Antitrust card played in PeopleSoft takeover bid

The State of Connecticut intends to file an antitrust lawsuit against Oracle in a bid to thwart its hostile takeover of PeopleSoft.

The lawsuit, which is expected to be filed in U.S. District Court in Hartford Wednesday, alleges that Oracle's planned takeover would violate state and federal antitrust laws and damage the state's economy.

"Oracle's hostile takeover bid has the potential to cost the state millions of dollars, and is a threat to the progress we have made in recent years in technology improvements," said Connecticut Governor John G. Rowland in a statement.

Oracle surprised the industry earlier this month by announcing a US$16 per share offer to take over its business software rival. After swapping lawsuits with PeopleSoft, Oracle today upped its offer to $19.50 per share, or $6.3 billion.

The State of Connecticut has a personal stake in the acquisition. On July 8th, it is supposed to go live with the first stage of a five year, $100 million PeopleSoft installation, and the State Comptroller's Office, which is participating in the lawsuit, is concerned about the effects of an Oracle takeover.

"We're in the middle of a $100 million conversion, and the whole thing will probably be derailed, or at least severely hampered if we had to switch from PeopleSoft to another company," said Steve Jensen, a spokesman for the State's Comptroller Office.

Oracle intends to cease new development of PeopleSoft's software if the acquisition is successful, according to Oracle spokeswoman Jennifer Glass. But, she added, "customers are key to the success of this deal, and we're going to do everything we can to maintain any implementation that's already in progress."
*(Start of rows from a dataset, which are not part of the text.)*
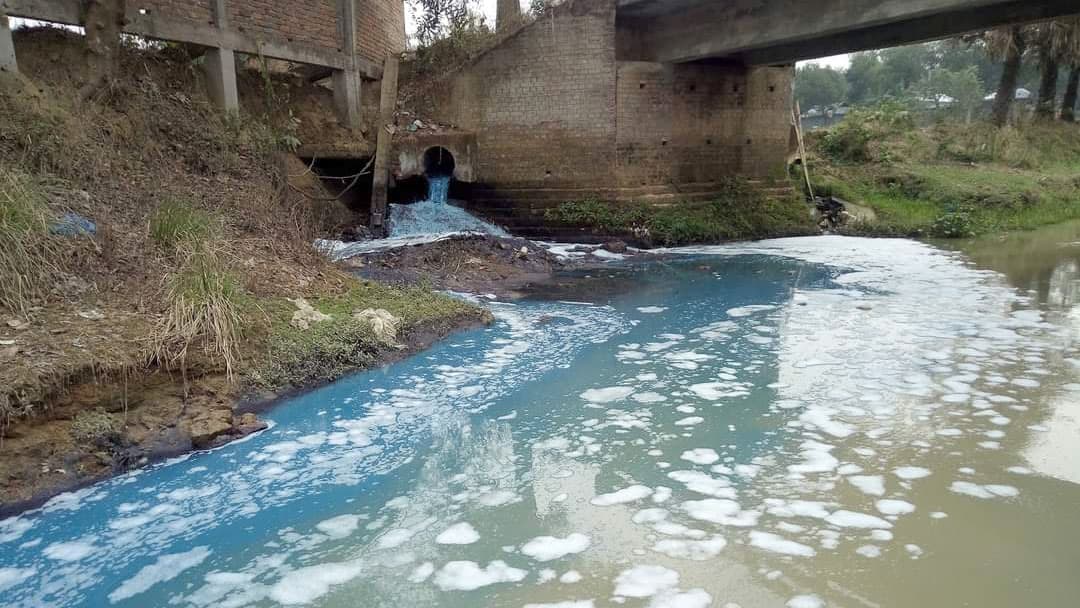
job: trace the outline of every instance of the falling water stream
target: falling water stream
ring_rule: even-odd
[[[242,443],[0,522],[0,597],[1075,605],[1076,241],[1016,276],[837,237],[580,273]]]

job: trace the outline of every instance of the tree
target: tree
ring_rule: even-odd
[[[848,99],[853,104],[869,104],[885,94],[885,69],[876,51],[855,53],[847,72]]]
[[[983,100],[983,82],[974,66],[961,70],[937,68],[931,70],[913,86],[924,99],[940,99],[943,95],[954,99],[955,108],[971,122],[975,110]]]
[[[1068,19],[1068,39],[1063,50],[1065,63],[1071,67],[1062,102],[1062,120],[1076,121],[1077,90],[1080,89],[1080,18]]]
[[[809,64],[795,70],[795,98],[806,109],[833,106],[848,95],[848,80],[843,72]]]
[[[1027,50],[1026,36],[1024,27],[1018,25],[994,29],[984,36],[987,53],[1004,60],[990,113],[990,121],[997,126],[1009,124],[1009,114],[1012,113],[1013,100],[1016,98],[1016,82],[1024,63],[1024,52]]]

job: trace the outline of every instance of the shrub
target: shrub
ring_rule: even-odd
[[[204,352],[225,362],[231,376],[240,361],[246,294],[211,251],[190,253],[168,279],[168,310],[158,332],[157,355],[185,364],[188,349],[202,342]]]
[[[170,253],[199,248],[216,228],[214,218],[190,201],[168,199],[150,217],[150,239]]]
[[[84,409],[71,420],[71,436],[80,443],[109,443],[120,435],[117,417],[102,409]]]
[[[49,293],[60,255],[49,218],[44,185],[0,168],[0,308],[22,311]]]
[[[949,212],[930,225],[930,234],[942,239],[969,239],[975,232],[975,221],[964,210]]]

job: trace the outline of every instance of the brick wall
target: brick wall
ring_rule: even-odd
[[[210,3],[211,0],[129,0],[127,11],[131,13],[146,9],[151,15],[212,24],[214,19]]]
[[[356,53],[381,64],[405,51],[404,0],[356,1]]]
[[[335,0],[229,0],[229,25],[242,32],[341,49]]]
[[[615,85],[615,1],[568,0],[459,72],[437,105],[476,132],[480,181],[610,186]]]
[[[769,177],[786,157],[789,68],[620,62],[620,187]]]
[[[342,51],[339,0],[227,0],[229,25],[254,38],[284,39],[329,51]],[[405,50],[404,0],[356,1],[356,53],[376,63]],[[212,0],[130,0],[127,10],[213,24]]]

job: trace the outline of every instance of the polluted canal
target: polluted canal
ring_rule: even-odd
[[[1004,274],[838,237],[579,271],[0,522],[3,604],[1072,605],[1070,238]]]

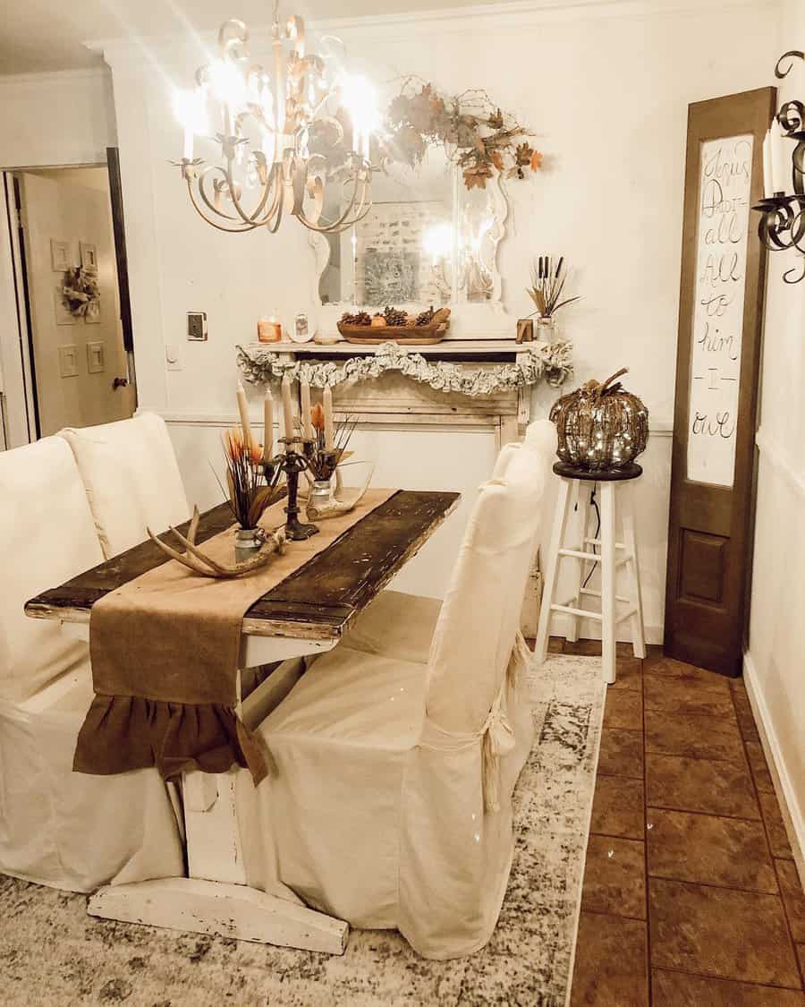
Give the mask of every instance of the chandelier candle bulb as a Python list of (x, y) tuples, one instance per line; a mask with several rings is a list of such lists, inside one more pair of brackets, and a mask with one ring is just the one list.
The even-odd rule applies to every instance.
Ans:
[(249, 405), (246, 401), (246, 390), (243, 384), (237, 382), (237, 412), (240, 414), (240, 429), (244, 432), (244, 443), (247, 447), (254, 444), (252, 438), (252, 426), (249, 422)]
[(310, 382), (304, 378), (299, 383), (299, 403), (302, 410), (302, 436), (313, 440), (313, 424), (310, 421)]
[(263, 464), (268, 465), (274, 457), (274, 396), (266, 389), (263, 400)]
[(333, 392), (328, 385), (324, 389), (324, 447), (327, 451), (332, 451), (335, 446), (335, 435), (333, 430)]

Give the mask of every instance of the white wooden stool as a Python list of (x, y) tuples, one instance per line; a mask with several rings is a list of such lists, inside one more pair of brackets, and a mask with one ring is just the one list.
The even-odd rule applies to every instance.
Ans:
[[(620, 622), (625, 619), (630, 621), (632, 649), (635, 657), (645, 658), (646, 656), (633, 502), (633, 480), (642, 474), (643, 469), (640, 465), (633, 463), (625, 468), (610, 469), (605, 472), (583, 472), (562, 462), (556, 462), (553, 471), (559, 476), (559, 491), (547, 563), (545, 564), (542, 605), (539, 610), (539, 624), (536, 632), (537, 664), (541, 664), (547, 656), (550, 616), (553, 612), (564, 612), (566, 615), (570, 615), (570, 629), (567, 638), (574, 642), (579, 638), (580, 620), (583, 618), (596, 619), (601, 622), (604, 681), (611, 684), (615, 682), (616, 630)], [(591, 537), (592, 507), (588, 492), (588, 486), (591, 483), (598, 483), (600, 486), (601, 535), (599, 538)], [(616, 496), (617, 510), (620, 512), (623, 526), (623, 542), (617, 542), (615, 537)], [(578, 505), (583, 508), (579, 522), (581, 531), (579, 546), (574, 549), (566, 549), (564, 543), (568, 524)], [(574, 590), (570, 601), (559, 604), (555, 601), (559, 561), (566, 557), (577, 561), (574, 571)], [(593, 564), (593, 566), (591, 567), (589, 564)], [(595, 564), (601, 565), (601, 590), (587, 587), (587, 581)], [(625, 595), (619, 595), (617, 592), (617, 574), (622, 566), (626, 568), (627, 573)], [(601, 611), (586, 609), (584, 599), (587, 597), (601, 598)], [(620, 613), (617, 611), (619, 602), (627, 606)]]

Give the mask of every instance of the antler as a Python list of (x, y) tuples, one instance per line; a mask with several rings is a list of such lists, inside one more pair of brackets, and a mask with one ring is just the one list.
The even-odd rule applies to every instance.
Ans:
[(202, 577), (243, 577), (244, 574), (252, 573), (254, 570), (259, 570), (261, 567), (266, 566), (275, 553), (282, 553), (285, 548), (285, 526), (283, 525), (276, 532), (269, 533), (263, 548), (251, 560), (246, 560), (243, 563), (234, 563), (231, 566), (218, 563), (205, 553), (202, 553), (195, 545), (198, 519), (199, 514), (196, 507), (193, 509), (193, 517), (190, 527), (187, 530), (186, 538), (181, 532), (177, 532), (172, 525), (170, 526), (171, 533), (185, 547), (185, 552), (183, 553), (163, 542), (158, 536), (154, 535), (150, 528), (147, 528), (146, 531), (151, 540), (159, 546), (167, 557), (176, 560), (177, 563), (181, 563), (188, 570), (192, 570), (193, 573), (197, 573)]

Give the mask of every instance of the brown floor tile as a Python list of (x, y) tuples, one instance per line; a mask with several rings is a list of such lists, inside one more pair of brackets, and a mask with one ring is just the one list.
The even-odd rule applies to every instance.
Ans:
[(705, 672), (695, 665), (687, 665), (683, 661), (674, 661), (673, 658), (664, 658), (662, 655), (649, 653), (643, 662), (643, 672), (646, 675), (658, 676), (666, 682), (674, 679), (677, 682), (694, 684), (699, 689), (706, 689), (709, 692), (730, 692), (730, 680), (723, 675)]
[(745, 764), (744, 742), (734, 720), (673, 717), (646, 707), (646, 751)]
[(791, 844), (788, 841), (783, 816), (780, 812), (780, 805), (777, 803), (776, 794), (759, 794), (763, 821), (766, 824), (766, 832), (769, 836), (769, 846), (772, 848), (772, 855), (791, 860), (794, 854), (791, 851)]
[(643, 662), (640, 658), (618, 658), (616, 662), (615, 682), (610, 686), (612, 689), (634, 689), (643, 688)]
[(571, 1007), (648, 1007), (646, 924), (583, 912)]
[(734, 721), (736, 716), (729, 689), (702, 688), (689, 679), (644, 675), (643, 697), (646, 709), (680, 719), (703, 716)]
[(747, 742), (747, 755), (749, 755), (749, 764), (755, 785), (764, 794), (774, 794), (772, 774), (769, 771), (769, 763), (766, 761), (766, 755), (760, 741)]
[(738, 726), (741, 730), (741, 737), (745, 741), (760, 741), (761, 736), (758, 734), (755, 717), (751, 712), (742, 713), (741, 710), (738, 711)]
[(651, 975), (651, 992), (654, 1007), (805, 1007), (796, 990), (661, 970)]
[(633, 689), (607, 690), (604, 726), (626, 731), (643, 730), (643, 697)]
[(590, 831), (624, 839), (643, 839), (645, 807), (643, 780), (600, 776), (593, 798)]
[(643, 736), (638, 731), (605, 727), (601, 732), (598, 757), (601, 775), (638, 776), (643, 778)]
[(746, 766), (647, 752), (646, 778), (646, 803), (652, 807), (732, 818), (760, 818), (752, 777)]
[(646, 850), (634, 839), (591, 836), (582, 909), (646, 918)]
[(654, 877), (778, 891), (762, 822), (649, 808), (646, 838)]
[(649, 879), (652, 966), (799, 989), (777, 895)]
[(778, 860), (775, 866), (791, 936), (799, 944), (805, 944), (805, 894), (802, 891), (796, 864), (793, 860)]

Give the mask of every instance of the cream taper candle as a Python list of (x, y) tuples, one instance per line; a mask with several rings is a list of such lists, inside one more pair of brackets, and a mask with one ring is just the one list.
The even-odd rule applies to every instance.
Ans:
[(333, 429), (333, 393), (328, 385), (324, 389), (324, 446), (328, 451), (335, 447), (335, 431)]
[(237, 382), (237, 412), (240, 414), (240, 429), (244, 431), (244, 444), (247, 447), (251, 447), (254, 441), (252, 440), (252, 426), (249, 422), (249, 406), (246, 401), (246, 390), (239, 381)]
[(310, 382), (304, 378), (299, 382), (299, 402), (302, 409), (302, 436), (313, 440), (313, 424), (310, 421)]
[(266, 389), (263, 400), (263, 461), (268, 464), (274, 457), (274, 396)]
[(291, 379), (288, 375), (283, 378), (283, 434), (288, 438), (295, 436), (294, 410), (291, 406)]

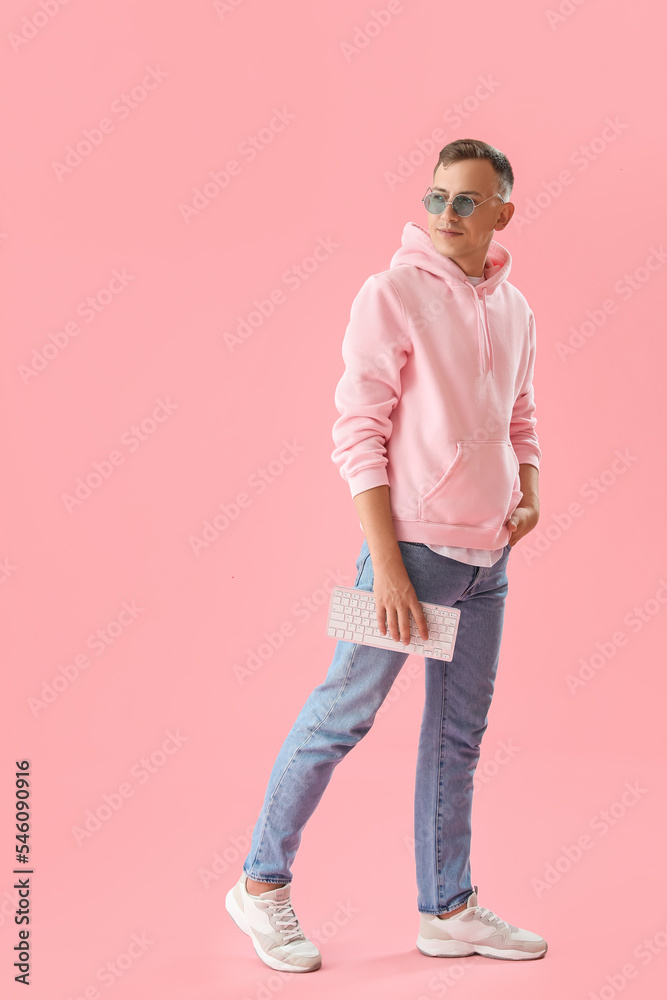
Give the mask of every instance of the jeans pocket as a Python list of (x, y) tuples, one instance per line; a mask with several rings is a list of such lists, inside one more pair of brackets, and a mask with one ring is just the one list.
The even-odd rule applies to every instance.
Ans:
[(498, 530), (523, 496), (518, 475), (510, 441), (457, 441), (444, 475), (419, 501), (420, 519)]

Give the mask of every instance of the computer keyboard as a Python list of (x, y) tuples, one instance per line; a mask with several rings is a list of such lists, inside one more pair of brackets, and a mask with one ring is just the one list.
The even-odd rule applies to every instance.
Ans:
[(410, 614), (410, 643), (392, 639), (387, 631), (382, 635), (377, 627), (375, 597), (368, 590), (355, 587), (334, 587), (329, 600), (327, 635), (346, 642), (360, 642), (365, 646), (395, 649), (401, 653), (417, 653), (436, 660), (451, 660), (456, 643), (461, 612), (444, 604), (419, 602), (424, 609), (428, 626), (428, 639), (422, 639)]

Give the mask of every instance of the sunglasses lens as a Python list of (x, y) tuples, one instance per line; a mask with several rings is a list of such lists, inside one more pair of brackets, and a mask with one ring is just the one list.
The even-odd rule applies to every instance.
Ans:
[(441, 194), (427, 194), (424, 198), (424, 204), (431, 215), (440, 215), (445, 210), (445, 199)]
[(472, 211), (475, 207), (475, 202), (472, 198), (469, 198), (467, 194), (459, 194), (454, 199), (454, 204), (452, 208), (457, 215), (465, 218), (466, 215), (472, 215)]

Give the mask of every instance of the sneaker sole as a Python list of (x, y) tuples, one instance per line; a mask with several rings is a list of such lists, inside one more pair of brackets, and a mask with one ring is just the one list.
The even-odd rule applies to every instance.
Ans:
[(270, 969), (275, 969), (276, 972), (315, 972), (322, 965), (322, 959), (319, 960), (317, 965), (311, 965), (309, 969), (304, 969), (298, 965), (290, 965), (288, 962), (281, 962), (279, 958), (273, 958), (272, 955), (267, 955), (267, 953), (262, 949), (259, 941), (252, 933), (248, 919), (238, 904), (236, 895), (234, 893), (234, 888), (230, 889), (225, 897), (225, 909), (229, 913), (230, 917), (236, 924), (236, 926), (247, 934), (253, 943), (253, 947), (261, 960), (265, 965), (268, 965)]
[(506, 961), (522, 961), (536, 958), (544, 958), (548, 945), (544, 946), (544, 951), (517, 951), (516, 949), (506, 949), (500, 951), (498, 948), (490, 948), (488, 945), (471, 945), (465, 941), (437, 941), (432, 938), (417, 938), (417, 948), (422, 955), (429, 958), (466, 958), (469, 955), (483, 955), (485, 958), (499, 958)]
Connecticut expects other states to eventually join in the antitrust suit, Jensen said, but an industry analyst expressed skepticism about the State's antitrust claim. The combined Oracle-PeopleSoft company would not lead the enterprise applications market, said Yankee Group analyst Mike Dominy. "From my perspective, I don't see how it becomes anti-competitive," he said.

"There are still a number of other choices," he said. "SAP is still the huge dominant player."

Oracle's Glass declined to comment on whether or not her company expected the takeover bid to prompt any other antitrust actions.